Друкер ожидал, что его результаты приведут компанию «Сиба-Гейги» в экстаз: свершилась вековая мечта онкологии — получено лекарство, обладающее уникальной специфичностью к продукту онкогена в раковой клетке. Однако швейцарская компания находилась в процессе слияния с ее конкурентом, фармацевтическим гигантом «Сандоз». Новообразованная исполинская корпорация «Новартис» сочла уникальную специфичность препарата CGP57148 его главным, роковым недостатком. Дальнейшая разработка средства и доведение его до статуса клинического лекарства, рекомендованного для людей, требовали новых проверок — исследований на животных, клинических испытаний, которые обошлись бы компании в двести миллионов долларов. В США ХМЛ заболевает несколько тысяч человек ежегодно. Перспектива тратить сотни миллионов долларов ради нескольких тысяч человек «Новартис» не привлекала.
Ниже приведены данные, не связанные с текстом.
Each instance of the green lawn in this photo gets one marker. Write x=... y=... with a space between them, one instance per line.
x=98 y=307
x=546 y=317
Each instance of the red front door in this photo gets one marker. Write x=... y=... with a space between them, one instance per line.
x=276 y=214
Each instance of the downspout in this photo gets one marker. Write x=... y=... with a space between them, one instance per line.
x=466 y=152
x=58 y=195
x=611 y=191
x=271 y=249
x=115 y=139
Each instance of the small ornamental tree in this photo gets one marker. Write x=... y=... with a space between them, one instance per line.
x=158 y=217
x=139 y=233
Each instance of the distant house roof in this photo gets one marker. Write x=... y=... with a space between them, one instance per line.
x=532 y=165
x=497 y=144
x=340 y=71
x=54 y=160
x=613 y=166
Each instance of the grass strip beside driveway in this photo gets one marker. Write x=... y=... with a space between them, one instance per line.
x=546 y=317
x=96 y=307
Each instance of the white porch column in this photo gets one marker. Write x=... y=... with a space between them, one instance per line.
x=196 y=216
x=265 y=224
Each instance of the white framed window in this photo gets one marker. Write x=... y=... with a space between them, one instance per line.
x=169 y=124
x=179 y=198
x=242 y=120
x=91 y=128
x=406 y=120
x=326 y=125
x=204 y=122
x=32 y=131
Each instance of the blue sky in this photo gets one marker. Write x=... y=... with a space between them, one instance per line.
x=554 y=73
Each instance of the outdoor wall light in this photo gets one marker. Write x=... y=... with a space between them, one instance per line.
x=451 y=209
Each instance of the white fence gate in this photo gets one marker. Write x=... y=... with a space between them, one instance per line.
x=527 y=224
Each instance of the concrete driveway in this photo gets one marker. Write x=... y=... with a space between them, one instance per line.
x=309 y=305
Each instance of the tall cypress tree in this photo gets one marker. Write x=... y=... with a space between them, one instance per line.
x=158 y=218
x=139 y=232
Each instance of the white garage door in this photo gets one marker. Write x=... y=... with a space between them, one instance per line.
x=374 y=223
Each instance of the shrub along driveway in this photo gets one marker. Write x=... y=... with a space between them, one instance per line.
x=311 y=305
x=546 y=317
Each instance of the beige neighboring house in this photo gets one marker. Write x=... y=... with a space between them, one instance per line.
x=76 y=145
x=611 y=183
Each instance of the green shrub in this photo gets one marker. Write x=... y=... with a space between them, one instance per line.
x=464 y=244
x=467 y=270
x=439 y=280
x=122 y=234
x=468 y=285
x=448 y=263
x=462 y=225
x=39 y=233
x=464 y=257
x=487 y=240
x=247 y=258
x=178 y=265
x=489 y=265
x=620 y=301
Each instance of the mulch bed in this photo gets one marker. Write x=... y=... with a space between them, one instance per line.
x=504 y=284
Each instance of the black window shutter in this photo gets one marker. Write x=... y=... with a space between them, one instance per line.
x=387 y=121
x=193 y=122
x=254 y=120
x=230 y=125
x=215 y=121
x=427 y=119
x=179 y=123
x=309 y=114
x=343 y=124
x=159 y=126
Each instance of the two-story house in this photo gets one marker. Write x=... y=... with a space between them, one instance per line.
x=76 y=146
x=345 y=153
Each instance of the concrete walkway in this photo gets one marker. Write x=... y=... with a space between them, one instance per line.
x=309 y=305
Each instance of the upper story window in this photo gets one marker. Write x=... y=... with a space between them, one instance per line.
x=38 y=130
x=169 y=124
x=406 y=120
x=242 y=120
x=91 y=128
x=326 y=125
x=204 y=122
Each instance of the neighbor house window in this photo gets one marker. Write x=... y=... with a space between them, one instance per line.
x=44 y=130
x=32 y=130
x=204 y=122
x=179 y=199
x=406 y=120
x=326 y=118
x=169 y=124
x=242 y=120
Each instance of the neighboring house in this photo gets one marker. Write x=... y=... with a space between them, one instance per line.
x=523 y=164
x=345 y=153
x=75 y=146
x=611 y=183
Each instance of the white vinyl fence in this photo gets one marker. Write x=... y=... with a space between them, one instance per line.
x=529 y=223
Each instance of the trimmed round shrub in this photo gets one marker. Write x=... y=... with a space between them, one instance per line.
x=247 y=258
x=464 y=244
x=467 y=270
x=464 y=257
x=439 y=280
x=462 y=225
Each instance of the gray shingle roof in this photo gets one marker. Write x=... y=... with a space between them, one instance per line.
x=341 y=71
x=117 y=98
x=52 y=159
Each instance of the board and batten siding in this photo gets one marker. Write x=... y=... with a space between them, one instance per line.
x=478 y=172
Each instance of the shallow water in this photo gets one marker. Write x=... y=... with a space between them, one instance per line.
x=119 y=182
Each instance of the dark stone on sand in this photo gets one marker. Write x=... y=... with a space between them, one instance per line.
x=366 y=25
Друкер внезапно оказался в вывернутом наизнанку мире, где академический ученый вынужден умолять фармацевтическую компанию провести клинические испытания ее же собственного продукта. У «Новартиса» нашлась уйма предсказуемых возражений: «Лекарство… не будет работать… окажется слишком токсичным… не принесет никаких денег». С 1995 по 1997 год Друкер постоянно летал из Бостона в Базель и обратно, стараясь убедить руководство компании продолжить клиническую разработку лекарства. «Либо поставьте (препарат) в клинические испытания, либо продайте мне лицензию», — настаивал он, считая, что если «Новартис» не захочет связываться с лекарством, то можно подыскать для этого другого химика. «В худшем случае я был готов попробовать сам», — вспоминает он.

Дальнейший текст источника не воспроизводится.